I can just imagine how awesome that plant will be with about 10 flower spikes.


----------



## abax (Nov 8, 2015)

Don, the color is much better than on OSF and it is
gorgeous. I'd be keeping that beauty too! I wonder if
division at some future date plus better light might 
produce more blooms.


----------



## Achamore (Nov 8, 2015)

Angela, that could be a possibility...

Must admit my surprise that there is so little excitement about this being shown. It is lovely, and never been seen on the web before. It would seem a shame if we let these very early crosses fade into oblivion..!


----------



## NYEric (Nov 8, 2015)

I agree; but it must not be a great blooming plant. Phrag. Calurum is old (1883) and much much more popular.


----------



## abax (Nov 8, 2015)

What's the name of the website that has a photo of a
species Phrag. and beside it there's all the crosses made
with that species? I can't find it or think of the name and
it's driving me crazier than normal. I think a photo of this
cross belongs on that site.


----------



## Achamore (Nov 9, 2015)

NYEric said:


> I agree; but it must not be a great blooming plant. Phrag. Calurum is old (1883) and much much more popular.

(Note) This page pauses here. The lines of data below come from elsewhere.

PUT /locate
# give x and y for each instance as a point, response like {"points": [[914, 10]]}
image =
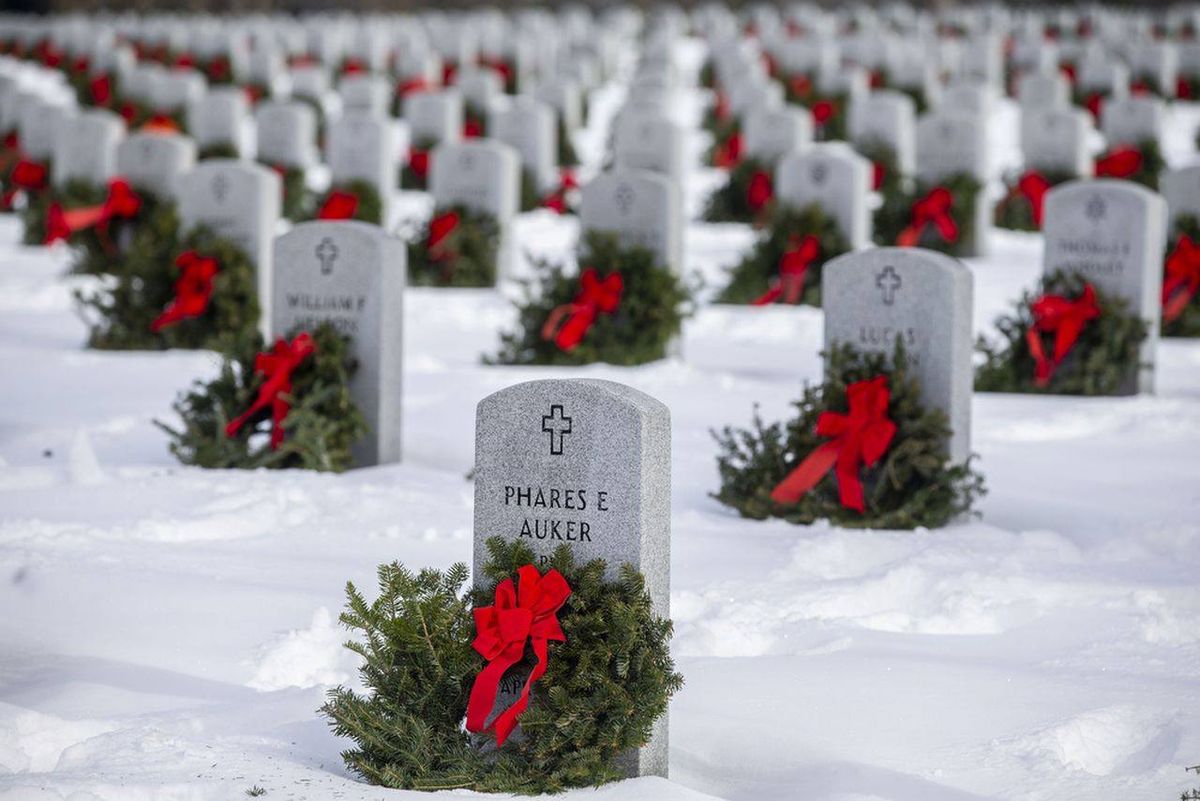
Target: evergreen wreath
{"points": [[367, 209], [75, 194], [457, 247], [1099, 362], [761, 269], [106, 254], [912, 486], [895, 216], [732, 202], [604, 688], [297, 199], [1015, 209], [1187, 324], [418, 179], [121, 313], [322, 423], [653, 302]]}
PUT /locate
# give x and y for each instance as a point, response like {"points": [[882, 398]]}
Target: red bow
{"points": [[557, 199], [407, 88], [1121, 162], [276, 367], [861, 437], [441, 228], [523, 613], [121, 202], [879, 172], [29, 175], [161, 124], [193, 289], [760, 192], [1182, 279], [729, 154], [931, 210], [1063, 318], [1033, 187], [822, 112], [339, 205], [101, 90], [792, 267], [595, 296], [419, 162]]}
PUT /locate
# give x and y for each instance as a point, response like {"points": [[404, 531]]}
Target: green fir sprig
{"points": [[653, 306], [321, 427], [1103, 360], [913, 486]]}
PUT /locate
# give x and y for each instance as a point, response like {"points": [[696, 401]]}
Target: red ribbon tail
{"points": [[807, 475], [484, 691]]}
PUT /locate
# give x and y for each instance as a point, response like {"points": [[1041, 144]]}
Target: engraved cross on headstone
{"points": [[327, 252], [558, 426], [888, 282]]}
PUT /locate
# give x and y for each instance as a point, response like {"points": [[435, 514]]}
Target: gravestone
{"points": [[220, 118], [1055, 139], [952, 143], [1113, 233], [352, 275], [287, 133], [1043, 91], [528, 126], [837, 179], [1181, 190], [772, 133], [583, 463], [925, 299], [641, 208], [1132, 120], [651, 142], [239, 202], [363, 148], [484, 176], [435, 116], [155, 161], [365, 94], [87, 148], [886, 118]]}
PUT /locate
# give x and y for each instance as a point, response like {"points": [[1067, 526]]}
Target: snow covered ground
{"points": [[169, 632]]}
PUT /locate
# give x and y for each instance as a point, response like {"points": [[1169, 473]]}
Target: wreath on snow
{"points": [[936, 216], [457, 247], [622, 308], [863, 451], [1181, 279], [1067, 338], [609, 676], [786, 262], [355, 199], [285, 407], [748, 197], [192, 291], [1024, 200]]}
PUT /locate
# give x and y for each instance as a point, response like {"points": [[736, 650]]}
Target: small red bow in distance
{"points": [[861, 437], [1065, 318], [595, 295], [276, 367]]}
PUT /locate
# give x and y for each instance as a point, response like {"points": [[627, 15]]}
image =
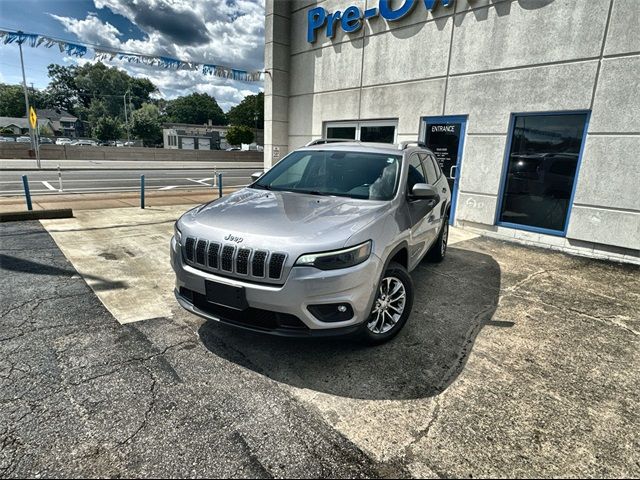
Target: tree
{"points": [[146, 124], [239, 134], [11, 101], [45, 130], [63, 91], [107, 128], [197, 108], [249, 112], [76, 88]]}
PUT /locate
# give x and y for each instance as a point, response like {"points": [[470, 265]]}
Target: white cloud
{"points": [[222, 32]]}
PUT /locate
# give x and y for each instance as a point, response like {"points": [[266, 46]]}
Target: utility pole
{"points": [[126, 118], [34, 146]]}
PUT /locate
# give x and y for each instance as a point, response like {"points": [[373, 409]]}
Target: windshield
{"points": [[370, 176]]}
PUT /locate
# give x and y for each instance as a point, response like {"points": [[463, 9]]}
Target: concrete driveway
{"points": [[516, 362]]}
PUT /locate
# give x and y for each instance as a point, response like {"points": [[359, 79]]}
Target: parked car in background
{"points": [[84, 143]]}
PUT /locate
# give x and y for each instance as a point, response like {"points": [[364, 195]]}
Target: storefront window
{"points": [[347, 133], [383, 131], [541, 169], [383, 134]]}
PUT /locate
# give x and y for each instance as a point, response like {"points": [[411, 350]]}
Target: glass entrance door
{"points": [[444, 136]]}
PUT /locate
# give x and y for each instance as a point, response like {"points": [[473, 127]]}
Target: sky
{"points": [[220, 32]]}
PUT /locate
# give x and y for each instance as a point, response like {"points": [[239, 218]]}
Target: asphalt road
{"points": [[113, 180]]}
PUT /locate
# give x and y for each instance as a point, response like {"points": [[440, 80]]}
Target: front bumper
{"points": [[303, 287]]}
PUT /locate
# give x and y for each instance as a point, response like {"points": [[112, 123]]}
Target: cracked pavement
{"points": [[83, 396], [516, 362]]}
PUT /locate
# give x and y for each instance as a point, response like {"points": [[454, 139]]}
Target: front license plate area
{"points": [[226, 295]]}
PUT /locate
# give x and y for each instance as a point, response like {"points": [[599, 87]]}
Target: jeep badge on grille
{"points": [[231, 238]]}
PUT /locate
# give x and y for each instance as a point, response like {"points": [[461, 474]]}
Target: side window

Ainsworthii is even older (1979). I have both, and prefer Ainsworthii. At least with the Calurum I have, the colour is a bit garish. Ainsworthii has the lovelier, more subtle hues akin to Raymond Faroult. I know that Calurum and Ainsworthii are supposed to be more or less the same, but they aren't to my eye, at least with the specimens I have or have seen. Calurum is brighter, a bit more pink to it.


----------



## Achamore (Nov 9, 2015)

abax said:


> What's the name of the website that has a photo of a
> species Phrag. and beside it there's all the crosses made
> with that species? I can't find it or think of the name and
> it's driving me crazier than normal. I think a photo of this
> cross belongs on that site.



Hi Angela, that website is http://slipperorchids.info


----------



## NYEric (Nov 9, 2015)

Phragweb

BTW, there is a Calurum v. Candidulum that is much nicer. I killed mine.


----------



## Achamore (Nov 9, 2015)

Malcolm Perry told me a bit more about this specimen. I hope to get more details soon, but it seems it was rescued from a very old collection that was being sold off. He said in all his years growing and selling phrags, he has never encountered nor even heard of another specimen of this cross. So there is a challenge: has anyone heard of one of these growing in someone's collection out there somewhere? Surely this cannot be the only survivor of the breeding from decades ago that created it.


----------



## trdyl (Nov 9, 2015)

Achamore said:


> Surely this cannot be the only survivor of the breeding from decades ago that created it.



Sometimes you never know what some people have squirreled away. 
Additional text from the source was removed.